Coze 工作流执行 / Coze Workflow

Security checks across static analysis, malware telemetry, and agentic risk

Overview

This is a coherent instruction-only Coze workflow caller, but users should treat it carefully because it can run Coze workflow IDs using a Coze API key.

Install this only if you want your agent to call Coze workflows. Keep the Coze API key private, verify workflow IDs and parameters before use, and require extra confirmation for workflows that may spend credits, publish content, or modify data.

Static analysis

No static analysis findings were reported for this release.

VirusTotal

VirusTotal findings are pending for this skill version.

View on VirusTotal

Risk analysis

Artifact-based informational review of SKILL.md, metadata, install specs, static scan signals, and capability signals. ClawScan does not execute the skill or run runtime probes.
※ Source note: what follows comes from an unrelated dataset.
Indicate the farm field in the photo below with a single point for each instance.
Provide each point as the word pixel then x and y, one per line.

#ASI02: Tool Misuse and Exploitation

Low

What this means

If the agent or a dependent skill supplies the wrong workflow ID or parameters, it could run an unintended Coze workflow under the user's account.

Why it was flagged

The skill exposes a generic workflow execution path with arbitrary parameters. This is consistent with its purpose, but it is broader than a single scoped business workflow.

Skill content

Receives `workflow_id` and `parameters`, executes the workflow... `"parameters": {}  // 任意 JSON / Any JSON`

Recommendation

Use only trusted workflow IDs and add user confirmation in higher-level skills for workflows that spend credits, publish content, or change data.
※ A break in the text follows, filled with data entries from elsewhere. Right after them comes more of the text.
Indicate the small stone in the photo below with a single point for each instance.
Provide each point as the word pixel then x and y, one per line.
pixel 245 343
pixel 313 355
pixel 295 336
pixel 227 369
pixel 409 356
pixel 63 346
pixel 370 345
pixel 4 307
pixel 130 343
#ASI03: Identity and Privilege Abuse

Low

What this means

Anyone or any agent workflow that can use this configured key may be able to run Coze workflows and potentially consume account resources.

Why it was flagged

The skill uses a Coze bearer API key/PAT to call the provider API. This is expected for the integration, but it grants delegated account authority and is not declared in the registry credential metadata.

Skill content

`"api_key": "pat_xxx"` ... `-H "Authorization: Bearer ${COZE_API_KEY}"`

Recommendation

Store the key securely, use the least-privileged Coze token available, and declare/document the credential requirement clearly before installation.

#ASI04: Agentic Supply Chain Vulnerabilities

Info

What this means

Users may have difficulty confirming exactly which version they are installing or reviewing.

Why it was flagged

The supplied registry metadata reports version 1.1.4, while _meta.json and SKILL.md identify 1.1.3. This is a package metadata inconsistency, not evidence of malicious behavior.

Skill content

`"version": "1.1.3"`

Recommendation

Confirm the intended package version and prefer a source/release process where registry and embedded metadata match.